Le réseau social professionnel s'adosse à un graph social neuronal pour aiguiser la pertinence de ses recommandations sans pour autant faire de compromis sur ses performances.

Fort de 830 millions de membres au dernier pointage, LinkedIn adosse le cœur de son réseau professionnel à un graph social combiné à un réseau de neurones artificiels. Une double technologie d'IA qui se classe dans le domaine des graph neural networks (GNN). L'enjeu ? Se baser sur les cercles relationnels de chaque utilisateur, de premier et de deuxième niveau, et sur leur historique de consultation pour leur faire des recommandations à la fois de contenus et de postes à pourvoir. Au fur et à mesure des nouvelles connexions activées et information consommée, le modèle de machine learning s'enrichit et affine la pertinence de ses conseils.
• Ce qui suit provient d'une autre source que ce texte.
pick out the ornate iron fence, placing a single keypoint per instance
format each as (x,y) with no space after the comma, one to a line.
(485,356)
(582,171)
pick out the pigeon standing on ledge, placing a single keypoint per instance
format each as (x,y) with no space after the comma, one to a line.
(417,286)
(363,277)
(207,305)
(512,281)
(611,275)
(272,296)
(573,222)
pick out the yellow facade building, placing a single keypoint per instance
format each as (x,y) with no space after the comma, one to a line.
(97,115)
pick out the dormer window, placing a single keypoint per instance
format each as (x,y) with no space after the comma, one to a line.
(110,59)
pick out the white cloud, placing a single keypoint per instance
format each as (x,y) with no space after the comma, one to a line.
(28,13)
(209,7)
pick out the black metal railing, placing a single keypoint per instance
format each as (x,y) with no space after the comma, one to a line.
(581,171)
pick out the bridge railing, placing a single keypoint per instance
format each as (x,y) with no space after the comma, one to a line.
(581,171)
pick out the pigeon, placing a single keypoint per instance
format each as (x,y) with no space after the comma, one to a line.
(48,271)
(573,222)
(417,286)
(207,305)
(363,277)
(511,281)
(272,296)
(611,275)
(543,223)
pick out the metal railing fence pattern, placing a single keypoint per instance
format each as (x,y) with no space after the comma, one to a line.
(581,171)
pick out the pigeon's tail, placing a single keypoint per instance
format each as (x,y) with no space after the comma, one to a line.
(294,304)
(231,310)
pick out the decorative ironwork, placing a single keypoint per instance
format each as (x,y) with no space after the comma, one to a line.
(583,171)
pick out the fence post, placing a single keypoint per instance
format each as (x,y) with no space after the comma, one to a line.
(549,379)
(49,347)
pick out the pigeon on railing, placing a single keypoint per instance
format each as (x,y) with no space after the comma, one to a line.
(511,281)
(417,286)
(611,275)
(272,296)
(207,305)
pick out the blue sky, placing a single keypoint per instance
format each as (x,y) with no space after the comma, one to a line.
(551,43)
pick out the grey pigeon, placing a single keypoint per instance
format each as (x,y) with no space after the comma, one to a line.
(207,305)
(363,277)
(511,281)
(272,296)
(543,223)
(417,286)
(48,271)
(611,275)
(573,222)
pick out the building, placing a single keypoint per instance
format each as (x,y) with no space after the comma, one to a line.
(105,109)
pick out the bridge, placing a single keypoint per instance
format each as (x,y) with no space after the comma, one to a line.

Problème : un GNN n'est pas capable de distinguer le bon grain de l'ivraie. Il tend à prendre en compte toutes les relations sans distinction. Ce qui, au final, engendre des limitations tant en termes de pertinence que de performance. Pour résoudre l'équation, LinkedIn a mis au point une méthode baptisée PASS (pour performance-adaptive sampling strategy).

"Dans beaucoup de cas, un membre a de très nombreuses connexions. Or, les exploiter toutes n'est pas faisable. Par exemple, une célébrité peut avoir des centaines de millions de liens relationnels qui ne se révèlent pas tous pertinents pour une tâche de recommandation donnée", explique-t-on chez LinkedIn.